Monday, November 28, 2011

Window Latch Aluminum Link

The Aluminum Link is made from .040" aluminum.  In order to form the shape needed it will be made from 5052-H32 aluminum.  To form the channel shape and the curved end I made a hardwood form block.  The first step was to locate and drill the 2 holes for the pivot pins.  The holes won't be drilled in the sides of the link until each side is bent.  The sloped end was then cut for shaping the bend in the top of the link.  A 3/32" radius was then filed on the 2 corners where the bends are formed.
Except for dead soft aluminum there is always some spring back when you make a bend.  As a result the form block needs to be tapered so the bend will spring back to 90 degrees.  The simple way to figure out how much to overbend the part is to just take a sample piece and bend it 90 degrees. The sample can be used to set the angle on the sander to taper the form block and check the finished block to make sure the angle is correct.
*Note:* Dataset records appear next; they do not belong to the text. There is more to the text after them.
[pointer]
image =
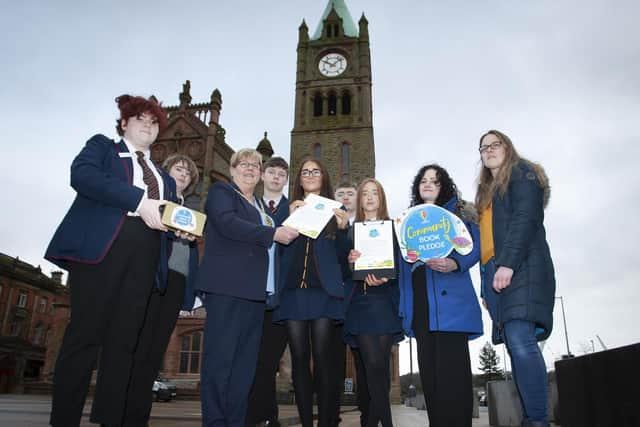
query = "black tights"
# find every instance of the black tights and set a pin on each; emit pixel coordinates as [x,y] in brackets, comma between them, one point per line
[306,336]
[375,351]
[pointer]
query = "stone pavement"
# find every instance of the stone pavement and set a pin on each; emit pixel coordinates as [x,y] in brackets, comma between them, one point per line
[33,411]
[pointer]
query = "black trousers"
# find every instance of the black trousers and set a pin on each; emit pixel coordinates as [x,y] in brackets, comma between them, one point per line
[339,352]
[445,365]
[108,305]
[307,337]
[362,387]
[262,398]
[162,314]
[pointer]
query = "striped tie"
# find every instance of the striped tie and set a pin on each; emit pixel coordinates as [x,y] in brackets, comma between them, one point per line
[153,191]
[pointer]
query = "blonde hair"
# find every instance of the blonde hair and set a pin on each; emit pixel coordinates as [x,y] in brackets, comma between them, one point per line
[245,153]
[488,185]
[172,160]
[383,212]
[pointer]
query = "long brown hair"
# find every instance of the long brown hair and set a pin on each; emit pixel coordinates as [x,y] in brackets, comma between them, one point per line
[326,190]
[488,185]
[383,212]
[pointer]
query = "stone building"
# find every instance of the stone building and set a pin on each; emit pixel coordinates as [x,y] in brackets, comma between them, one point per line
[332,122]
[333,114]
[33,315]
With the form block ready a template was made for the part.  The pivot hole will not be punched in the blanks.  It helped me to understand the part.  The small hole is for attaching the knob.  On the original part this was done with a 3/32" rivet.  I made the hole 1/8" so I could use it as an alignment hole to position the blank more easily for bending. And Locating The Pivot Holes.
A 1/8" hole was drilled in the edge of the wood form block where the rivet will later be installed in the part to attach the knob.  A hardwood backing block was made from 1/4" stock with a hole in it for a 1/8" steel rivet to serve as a dowel pin.  The hole was counter bored to allow the rivet head to be flush with the edge of the wood when everything is clamped in the vise for bending.

Don't hammer directly on the metal.  Use a wooden block to hammer on so the forces are evenly spread and the aluminum doesn't get dented.  With the relief angle on the form block the bend springs back to a nice 90 degrees.  I love it when a plan works.
Using the rivet hole to locate the part on the form block the 2 pivot holes on the first side can be center punched with a 3/16" transfer punch.  The 3/16" pivot holes can now be punched with the Whitney punch.
Two 3/16" bolts and the rivet are were used to hold the part in position for the second bend.

With both bends made the transfer punch was used again to center punch the pivot holes on the second side through the form block.  This assures the holes are positioned at the correct spacing and square so the linkage will move freely.
There is no way to get the punch into the marks for the hole on the second side so they need to be drilled.  I find regular twist drills hard to control accurately.  I also find it's easy for a twist drill to act like a reamer and open up the first hole in the thin aluminum by rubbing on the side of the drill.  The small pilot drill on a center drill along with it's smooth sides make it perfect for drilling through the first hole into the center punch on the inside.  You just have to leave enough of the drill sticking out of the chuck to drill through the second side.  I also used a thin 3/16" washer to protect the aluminum from the spinning chuck.
We now have a well formed part with all the holes properly located.  The next step is to form the end down to a nice curve.
In order to form this end down it is necessary to shrink this end of the channel.  The trick is to form the metal inward to form a wave in the middle, anneal the wave and then smash it down flat without widening out this end of the link.  This is why I chose 5052, it's easy to anneal the area needed without annealing the whole part.  First I ground off 2 washers to use to hold the metal tight to the form block while giving room to hammer the corner to the middle with the rawhide mallet.  The rippled area was then annealed by coating it with soot from the acetylene torch and warming it with a neutral flame to heat off the soot just in the rippled area.
To keep the sides from moving out the link was put back on the form block and the sides protected with fender washers.  Then the ripple was hammered down.  A harder form block would have made this work out better so I made a small steel block to just planish the area a little.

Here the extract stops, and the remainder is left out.